Used as an example of what the society and community can strive toward, was the highlight of the calendar in Armstrong, BC – the Interior Provincial Exhibition, second only to Vancouver’s Pacific National Exhibition in stature.

“Armstrong,” explained Rick Smith, “with a population of 4,500 draws about 75,000 to its weekend fair.” Closer to home, the Rock Creek Fall Fair is another well-run event that the local fair can emulate, according to the Smiths, although such attractions as a midway are not in the local plans.

In terms of popular aspects of the Pass Creek party, Donna mentioned the Dirty Diggers program as especially well-enjoyed by all ages.

An ambitious project with what appears to be good potential was described by a two-man delegation representing Castlegar’s two Rotary Clubs.

Ron Ross, president of the Sunrise 2000 group, and Dave Kravski of the PM equivalent shared some drawn-up plans and a wealth of information regarding amenities hoped to become a reality at Twin Rivers Park.
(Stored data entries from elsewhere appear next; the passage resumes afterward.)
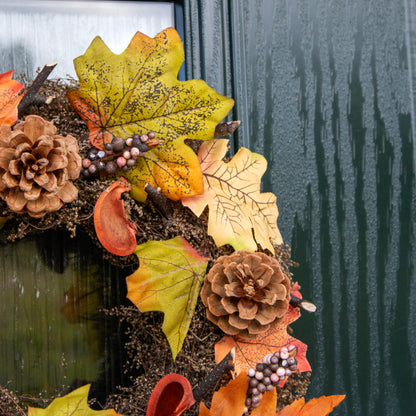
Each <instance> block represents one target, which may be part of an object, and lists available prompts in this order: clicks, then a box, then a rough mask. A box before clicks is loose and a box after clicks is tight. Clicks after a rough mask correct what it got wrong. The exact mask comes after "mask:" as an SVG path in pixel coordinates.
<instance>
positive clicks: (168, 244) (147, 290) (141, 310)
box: [127, 236, 208, 358]
mask: <svg viewBox="0 0 416 416" xmlns="http://www.w3.org/2000/svg"><path fill="white" fill-rule="evenodd" d="M135 254H136V256H137V257H138V258H139V260H140V267H139V268H138V269H137V271H135V272H134V273H133V274H132V275H130V276H129V277H127V288H128V293H127V297H128V298H129V299H130V300H131V301H132V302H133V303H134V304H135V305H136V306H137V307H138V308H139V309H140V310H141V311H142V312H146V311H154V310H159V311H162V312H164V321H163V327H162V328H163V332H164V333H165V335H166V337H167V339H168V341H169V345H170V347H171V349H172V354H173V358H175V357H176V355H177V354H178V353H179V351H180V350H181V348H182V344H183V341H184V339H185V336H186V334H187V332H188V328H189V325H190V323H191V320H192V315H193V312H194V309H195V305H196V302H197V300H198V295H199V291H200V288H201V284H202V281H203V279H204V275H205V270H206V267H207V263H208V259H206V258H204V257H202V256H201V255H200V254H199V253H198V252H197V251H196V250H195V249H194V248H193V247H192V246H191V245H190V244H189V243H188V242H187V241H186V240H185V239H184V238H183V237H181V236H178V237H175V238H173V239H171V240H167V241H148V242H147V243H144V244H141V245H140V246H138V247H137V248H136V250H135Z"/></svg>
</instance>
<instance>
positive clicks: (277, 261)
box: [201, 250, 290, 338]
mask: <svg viewBox="0 0 416 416" xmlns="http://www.w3.org/2000/svg"><path fill="white" fill-rule="evenodd" d="M289 290H290V280H289V277H288V276H286V275H285V274H284V273H283V272H282V270H281V268H280V265H279V262H278V261H277V260H276V259H275V258H273V257H270V256H267V255H266V254H265V253H261V252H259V253H250V252H248V251H245V250H239V251H236V252H234V253H233V254H231V255H230V256H222V257H219V258H218V259H217V260H216V262H215V263H214V265H213V267H212V268H211V269H210V271H209V272H208V274H207V275H206V276H205V279H204V285H203V287H202V290H201V299H202V302H203V303H204V305H205V306H206V308H207V317H208V319H209V320H211V321H212V322H214V323H215V324H217V325H218V326H219V327H220V328H221V329H222V330H223V331H224V332H225V333H227V334H229V335H238V336H239V337H241V338H250V337H253V336H255V335H256V334H259V333H262V332H265V331H266V330H267V329H269V328H270V325H271V324H272V323H274V322H277V321H278V320H280V319H281V318H282V317H283V316H284V314H285V313H286V311H287V310H288V308H289V300H290V292H289Z"/></svg>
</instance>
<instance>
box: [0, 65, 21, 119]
mask: <svg viewBox="0 0 416 416" xmlns="http://www.w3.org/2000/svg"><path fill="white" fill-rule="evenodd" d="M12 75H13V71H9V72H5V73H4V74H0V126H4V125H6V126H11V125H12V124H13V123H14V122H15V121H16V120H17V106H18V105H19V103H20V100H21V99H22V98H23V95H24V94H20V95H19V92H20V91H21V90H22V88H23V84H21V83H20V82H17V81H15V80H13V79H12Z"/></svg>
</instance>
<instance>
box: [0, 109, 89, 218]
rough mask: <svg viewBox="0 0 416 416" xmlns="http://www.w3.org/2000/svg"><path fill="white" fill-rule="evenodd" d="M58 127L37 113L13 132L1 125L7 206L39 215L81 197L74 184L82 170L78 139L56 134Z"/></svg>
mask: <svg viewBox="0 0 416 416" xmlns="http://www.w3.org/2000/svg"><path fill="white" fill-rule="evenodd" d="M55 133H56V127H55V126H54V125H53V124H52V123H50V122H48V121H46V120H44V119H43V118H41V117H39V116H35V115H30V116H28V117H26V120H25V121H23V122H20V123H18V124H17V125H16V126H15V127H14V129H13V131H12V130H11V129H10V127H8V126H1V128H0V196H1V197H2V198H3V199H4V200H5V201H6V202H7V205H8V207H9V208H10V209H11V210H12V211H15V212H17V213H18V214H22V213H25V212H27V213H28V214H29V215H30V216H31V217H34V218H40V217H43V216H44V215H45V214H47V213H48V212H52V211H57V210H58V209H59V208H61V206H62V204H63V203H64V202H71V201H73V200H74V199H75V198H76V197H77V196H78V189H77V188H76V187H75V186H74V184H73V183H72V181H73V180H75V179H76V178H78V176H79V172H80V170H81V157H80V155H79V154H78V151H79V149H78V143H77V140H76V139H75V138H74V137H72V136H69V135H68V136H66V137H62V136H59V135H56V134H55Z"/></svg>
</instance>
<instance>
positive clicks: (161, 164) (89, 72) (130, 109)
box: [68, 28, 234, 201]
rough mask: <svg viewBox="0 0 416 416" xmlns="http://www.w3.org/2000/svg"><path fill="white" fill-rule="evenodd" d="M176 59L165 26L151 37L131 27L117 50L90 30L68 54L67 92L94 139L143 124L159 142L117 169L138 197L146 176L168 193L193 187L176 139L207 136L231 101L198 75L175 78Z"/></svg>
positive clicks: (145, 127) (177, 66) (94, 141)
mask: <svg viewBox="0 0 416 416" xmlns="http://www.w3.org/2000/svg"><path fill="white" fill-rule="evenodd" d="M183 59H184V51H183V46H182V42H181V39H180V37H179V35H178V33H177V32H176V31H175V29H173V28H168V29H166V30H164V31H163V32H160V33H159V34H158V35H157V36H155V37H154V38H149V37H147V36H146V35H144V34H143V33H140V32H137V33H136V34H135V35H134V37H133V39H132V41H131V42H130V44H129V45H128V47H127V49H126V50H125V51H124V52H123V53H121V54H119V55H116V54H113V53H112V52H111V51H110V50H109V49H108V48H107V46H106V45H105V43H104V42H103V41H102V40H101V38H99V37H96V38H95V39H94V40H93V41H92V43H91V45H90V46H89V48H88V49H87V51H86V52H85V54H84V55H82V56H80V57H78V58H76V59H75V60H74V65H75V69H76V72H77V75H78V77H79V80H80V88H79V89H78V90H75V91H70V92H69V93H68V98H69V100H70V102H71V104H72V105H73V107H74V108H75V110H76V111H77V112H78V113H79V114H80V116H81V117H82V118H83V119H84V121H85V122H86V123H87V125H88V128H89V130H90V141H91V143H92V144H93V145H94V146H96V147H101V148H102V147H103V146H104V144H105V143H108V142H110V141H111V139H112V137H113V136H119V137H122V138H124V139H125V138H127V137H129V136H132V135H133V134H144V133H148V132H150V131H152V132H154V133H155V135H156V138H157V139H160V140H162V141H163V143H162V144H161V145H159V146H158V147H157V148H155V149H152V150H150V151H148V152H146V154H145V156H143V157H139V158H138V160H137V163H136V165H135V167H133V168H132V169H130V170H129V172H128V173H126V174H123V176H125V177H126V178H127V179H128V180H129V182H130V183H131V184H132V196H133V197H134V198H136V199H138V200H142V201H143V200H145V199H146V193H145V192H144V185H145V184H146V183H149V184H150V185H152V186H153V187H160V188H161V190H162V193H163V194H164V195H165V196H167V197H168V198H171V199H173V200H178V199H180V198H181V197H182V196H189V195H195V194H198V193H201V192H202V191H203V184H202V174H201V170H200V167H199V162H198V158H197V157H196V155H195V154H194V153H193V151H192V149H190V148H189V147H188V146H187V145H186V144H185V143H184V140H186V139H198V140H208V139H212V138H213V137H214V131H215V127H216V126H217V124H218V123H219V122H220V121H221V120H222V119H223V118H224V117H225V116H226V115H227V113H228V112H229V111H230V110H231V108H232V107H233V105H234V101H233V100H232V99H231V98H227V97H224V96H222V95H220V94H217V93H216V91H215V90H213V89H212V88H210V87H209V86H208V85H207V84H206V83H205V82H204V81H202V80H190V81H178V79H177V75H178V72H179V69H180V67H181V65H182V62H183Z"/></svg>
On the drawing board is a concession, a shelter designed to accommodate up to 150 people and a storage facility for the local soccer association, which, incidentally is joining with the Rotarians in working for the improvements.

“The idea came in looking at the development of the park (Millennium Ponds Project). We saw some needs we felt were being missed,” said Kravski following the meeting. “We thought this would be an interesting project to undertake.”

An attractive and proven model exists in the area, as Ross outlined.

“We looked at Birchbank (park) and we really liked the concept. That’s sort of what we’re planning to do in our park.”

The plan is to create an enjoyable and useful space for gatherings – picnics, weddings, etc., usable when the weather is wet or very hot. Commerical grade cooking facilities are apparently part of the scheme.

Council appeared receptive to the idea. To go ahead, a number of details would need sorting out, in particular, who would operate it?

The men presented three price estimates to council, from a high of $330,000 for a “full, turn key” facility. Ross continued, “We think doing it the Rotary way… staging it, using some volunteer labour, and scrounging some materials, we could get it down to around a quarter million.”

Responding to a recent letter (topic also broached in the Castlegar News) in regard to perceived safety concerns with Mountain Training Institute, a professional driver’s school, a staff report was called for by council last month.

The institute, MTI, was studied and upon staff investigation, city staff was advised of the following:

“They have made it clear to their instructors to stay away from all streets near schools in the morning and afternoon. And, the students do not drive within city limits until they have learnt the correct shifting techniques.”

It was also revealed that city staff had contacted the ICBC Road Test Examiner Supervisor, who “indicated that MTI pass rates are high and they strive to stay out of residential areas during the actual road test.”